0

I have following nginx configurations

if ($host != mydomain.com) {
 return 403;
}

When I hit the url http://127.0.0.1/test/test2/index.php (from POSTMAN) I get 403. Fine. But adding a Host -> mydomain.com in Headers I get 200.

When I added add_header Host "$host"; in nginx configurations I noticed in response that nginx has mydomain.com in its host variable. I know intentionally mentioning Host header in http request overrides 127.0.0.1 according to nginx documentation.

But in this way an attacker can send requests direct to web server by bypassing Cloudflare WAF. so what's the solution to block such requests from nginx?

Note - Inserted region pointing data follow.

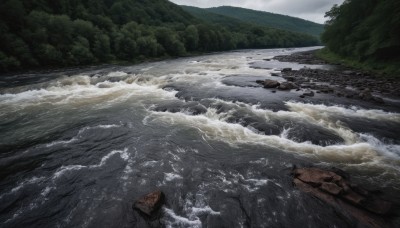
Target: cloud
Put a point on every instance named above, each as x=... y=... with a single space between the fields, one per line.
x=313 y=10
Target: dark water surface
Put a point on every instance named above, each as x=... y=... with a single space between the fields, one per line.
x=77 y=147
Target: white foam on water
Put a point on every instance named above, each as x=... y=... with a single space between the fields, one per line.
x=213 y=126
x=204 y=210
x=76 y=138
x=318 y=119
x=172 y=176
x=321 y=110
x=61 y=171
x=173 y=220
x=83 y=89
x=64 y=169
x=21 y=185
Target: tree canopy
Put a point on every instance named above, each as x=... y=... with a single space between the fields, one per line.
x=364 y=30
x=39 y=33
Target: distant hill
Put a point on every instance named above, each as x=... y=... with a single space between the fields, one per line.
x=42 y=33
x=260 y=18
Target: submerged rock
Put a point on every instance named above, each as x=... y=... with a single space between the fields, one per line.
x=308 y=93
x=286 y=69
x=287 y=86
x=149 y=204
x=333 y=188
x=271 y=83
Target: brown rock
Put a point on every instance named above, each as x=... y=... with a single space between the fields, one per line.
x=378 y=206
x=314 y=176
x=287 y=86
x=354 y=198
x=286 y=70
x=271 y=84
x=150 y=203
x=331 y=188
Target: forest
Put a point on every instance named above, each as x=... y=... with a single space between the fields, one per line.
x=47 y=33
x=261 y=18
x=366 y=31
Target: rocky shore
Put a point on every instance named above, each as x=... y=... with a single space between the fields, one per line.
x=342 y=82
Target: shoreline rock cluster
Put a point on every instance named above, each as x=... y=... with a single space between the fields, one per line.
x=334 y=188
x=340 y=82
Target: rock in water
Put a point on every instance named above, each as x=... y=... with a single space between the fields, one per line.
x=308 y=93
x=271 y=84
x=286 y=70
x=287 y=86
x=150 y=203
x=334 y=188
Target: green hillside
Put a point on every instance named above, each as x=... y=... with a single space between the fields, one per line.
x=44 y=33
x=365 y=33
x=267 y=19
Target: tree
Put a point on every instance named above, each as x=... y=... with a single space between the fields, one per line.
x=191 y=38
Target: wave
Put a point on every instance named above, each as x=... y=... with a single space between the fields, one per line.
x=328 y=111
x=214 y=126
x=64 y=169
x=80 y=132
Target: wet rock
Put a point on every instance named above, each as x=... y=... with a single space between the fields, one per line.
x=378 y=100
x=286 y=69
x=349 y=72
x=308 y=93
x=149 y=204
x=271 y=83
x=327 y=184
x=290 y=79
x=331 y=188
x=287 y=86
x=365 y=95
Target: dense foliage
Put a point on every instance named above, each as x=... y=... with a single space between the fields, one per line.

I have tried following solutions but didn't work for me.
https://www.digitalocean.com/community/questions/how-to-block-access-using-the-server-ip-in-nginx https://blog.knoldus.com/nginx-disable-direct-access-via-http-and-https-to-a-website-using-ip/

neuro
  • 14,948
  • 3
  • 36
  • 59

2 Answers2

0

When I hit the url http://127.0.0.1/test/test2/index.php (from POSTMAN) I get 403. Fine. But adding a Host -> mydomain.com in Headers I get 200.

If I understand correctly, you seem to think that "adding a Host" header in your request is somehow a bypass. And it's not ... it's how hostnames work in HTTP.

A server doesn't magically know that you typed http://domain.tld/test/ in your browser address bar. Your browser makes a DNS lookup for domain.tld and establishes a TCP connection with the resolved IP address; it then sends headers, which is where the server gets the information from:

GET /test/ HTTP/1.1
Host: domain.tld

That's the only way the server knows you requested http://domain.tld/test/.

Narf
  • 14,600
  • 3
  • 37
  • 66
0

add this block:

server {
    listen      80 default_server;
    server_name "";
    return      444;
}

OR

server {
      listen 80 default_server;
      listen [::]:80 default_server;
      server_name _;    
      return 444;
    }

The “default_server” parameter cannot be present in any other server block. NGINX Block direct IP access.